Parlons d’abord de la crise des cinq dernières années. Ou plutôt des crises : celle des subprimes, celle des crédits, des dettes, de la finance, de l’euro… Qu’en est-il maintenant?
Samir Amin : Quand tout a explosé en 2007 avec les crise des subprimes, tout le monde est resté aveugle. Les Européens pensaient : « Cette crise vient des Etats-Unis, nous allons l’absorber rapidement ». Mais si la crise n’était pas venue de là, elle aurait débuté ailleurs. Le naufrage de ce système était écrit, et dès les années 1970. Les conditions objectives d’une crise de système existaient partout. Les crises sont inhérentes au capitalisme, qui les produit de manière récurrente, à chaque fois plus profonde. Il ne faut pas appréhender chaque crise séparément, mais de manière globale.

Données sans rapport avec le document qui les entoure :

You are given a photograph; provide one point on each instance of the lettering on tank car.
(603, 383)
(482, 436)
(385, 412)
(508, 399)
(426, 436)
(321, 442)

Prenez la crise financière. Si on se limite à celle-ci, on ne trouvera que des causes purement financières, comme la dérégulation des marchés. En outre, les banques et institutions financières semblent être les bénéficiaires majeurs de cette expansion de capital, ce qui rend plus facile de les pointer comme uniques responsables. Mais il faut rappeler que ce ne sont pas seulement les géants financiers, mais aussi les multinationales en général qui ont bénéficié de l’expansion des marchés monétaires. 40 % de leurs profits proviennent de leurs opérations financières.
Quelles ont été les raisons objectives au déclenchement de la crise ?
Samir Amin : Les conditions objectives existaient partout. C’est la domination de « oligopoles ou monopoles généralisés » qui a mis l’économie dans une crise d’accumulation, qui est à la fois une crise de sous-consommation et une crise de la profitabilité. Seuls les secteurs des monopoles dominants ont pu rétablir leur taux de profit élevé, mais en détruisant la profitabilité et la rentabilité des investissements productifs, des investissements dans l’économie réelle.
« Le capitalisme des oligopoles ou monopoles généralisés » est le nom que vous donnez à ce qui est, selon vous, une nouvelle phase de développement du capitalisme. En quoi ces monopoles sont-ils différents de ceux d’il y a un siècle ?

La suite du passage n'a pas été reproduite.